As of March this year, Britain had approved more than 200,000 BNO visas for Hongkongers. What has become clear since the scheme began in January 2021 is that most migrants cannot find a job comparable to the ones they held in Hong Kong. They pay higher taxes and do not have the domestic help they had at home. Their standard of living has often fallen.
But they are prepared to make this personal and financial sacrifice for the sake of their children and the passport.
Before migrating in 2023, Brian Leung and his wife earned HK$80,000 a month. Now his wife stays at home caring for their son and he has a less responsible job, in a hotel in central England, with a lower salary.
Speaking before the new policy was announced, he said they planned to stay until they received their new passports and then would decide where to live. “The economy in Hong Kong will almost certainly be better than that in Britain and we would earn more there,” he said.
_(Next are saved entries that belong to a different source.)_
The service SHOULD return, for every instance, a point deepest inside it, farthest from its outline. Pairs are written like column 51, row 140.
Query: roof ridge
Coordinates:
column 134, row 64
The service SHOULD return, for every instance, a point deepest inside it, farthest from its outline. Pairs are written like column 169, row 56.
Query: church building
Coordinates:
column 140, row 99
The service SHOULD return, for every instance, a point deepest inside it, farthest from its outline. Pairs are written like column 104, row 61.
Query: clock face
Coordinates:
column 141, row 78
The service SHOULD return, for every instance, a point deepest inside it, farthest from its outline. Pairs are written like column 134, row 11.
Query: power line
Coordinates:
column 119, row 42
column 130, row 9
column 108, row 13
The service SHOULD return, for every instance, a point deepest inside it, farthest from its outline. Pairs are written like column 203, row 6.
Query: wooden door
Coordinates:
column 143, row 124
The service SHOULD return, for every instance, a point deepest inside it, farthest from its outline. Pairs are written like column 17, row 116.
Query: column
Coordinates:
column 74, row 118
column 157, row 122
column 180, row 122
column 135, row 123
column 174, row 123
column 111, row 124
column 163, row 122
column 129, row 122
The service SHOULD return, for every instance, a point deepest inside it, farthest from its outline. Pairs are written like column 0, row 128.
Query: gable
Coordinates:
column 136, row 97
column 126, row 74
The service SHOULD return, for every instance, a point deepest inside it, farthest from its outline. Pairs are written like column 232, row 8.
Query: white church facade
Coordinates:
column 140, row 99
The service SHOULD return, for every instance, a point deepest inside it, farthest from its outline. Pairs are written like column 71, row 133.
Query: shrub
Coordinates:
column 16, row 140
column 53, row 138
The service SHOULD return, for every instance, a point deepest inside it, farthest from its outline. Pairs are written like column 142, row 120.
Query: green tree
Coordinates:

But ten years may be too long a period to give up your best earning years. There is also the possibility that the regulations may become more restrictive, in the event Reform UK form the next government.
One of the most prominent migrants is Chip Tsao, a journalist and commentator. “Moving to the UK on a BNO visa required careful consideration – it was not a decision to be made impulsively,” he said. “Many left Hong Kong purely for ideological reasons, only to realise that political beliefs cannot outweigh economic realities.”
English language fluency, both spoken and written, is also a major issue. Nurses, for example, must learn how to understand local accents and dialects when they speak to their patients.
Under the new policy, such fluency will be a condition for deciding whether a person is eligible for citizenship.
The Hongkongers are the unfortunate victims of the flood of newcomers. Most British people regard them as model migrants. They work and study hard, pay taxes, live quietly and do not disturb their neighbours.
Could the change to ten years be overturned by the courts? “The outcome of challenges will depend on whether migrants coming through particular visa routes had been given explicit promises of the terms on which they would be allowed to apply for settlement at the time,” said Colin Yeo, a barrister specialising in immigration law.
“Is it not fundamentally unfair that migrants who were highly skilled, with options to work in many countries, had made an informed choice to come to the UK only to find the rules had changed under them?” he added.